SPPO Project Aims to Expand Access to Contributions of Latin American Women

Students translating at the Edit-a-thon

On 2 November 2016, The Department of Spanish & Portuguese, along with students from the course "Gender and Power in Latin American Cultures" hosted Hagerty Hall's first "Edit-A-Thon!" You may ask: "What is an 'Edit-A-Thon'?" Well, I asked one of the co-organizers, Leila Vieira de Jesus Gemelli, to explain what this is and how the idea came about.

This semester, Professor Paloma Martínez-Cruz of the department teaches a course on Gender and Power in Latin American Cultures, and part of the course is to design a community outreach project. "I wanted something to involve OSU students and had heard about Wikipedia Edit-a-Thons, so we thought that having students translate articles would be a good idea for them to 1) learn about women that are not very well-known in the US and 2) practice their language skills." For Leila, connecting OSU students with the subject matter was a clear way to both promote language skills and broaden access to information about Latin American women. 

Students translating at the Edit-a-thon

By opening this wealth of information to the English-speaking world, one of the goals of the project is educate not only students at OSU, but also the Internet-using public about accomplishments and power of Latin American women. The event beat the organizers' projections with 65 participants in total, and an impressive 32 Wikipedia articles completely translated into English, along with 23 more in-progress! Leila hopes that the students, "got inspired by them, and that is why students can choose which women they want to translate based on their field: biology, medicine, dance, aviation, etc."

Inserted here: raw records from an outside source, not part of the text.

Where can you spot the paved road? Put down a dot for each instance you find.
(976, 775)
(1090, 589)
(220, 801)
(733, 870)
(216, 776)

When designing this community project, the team wanted a wide representation of Latin American countries and a variety of voices. Many famous Latin American women, such as Eva Perón and Dilma Rousseff, are not included in the list of women the edit-a-thon will translate because their Wikipedia pages are already quite extensive. The team spent quite a few hours investigating women whose pages were not well developed in English, and included at least one woman from every Latin American country. When the team members began to research US Latinas, they were surprised to learn that "their Wikipedia pages in English are very good."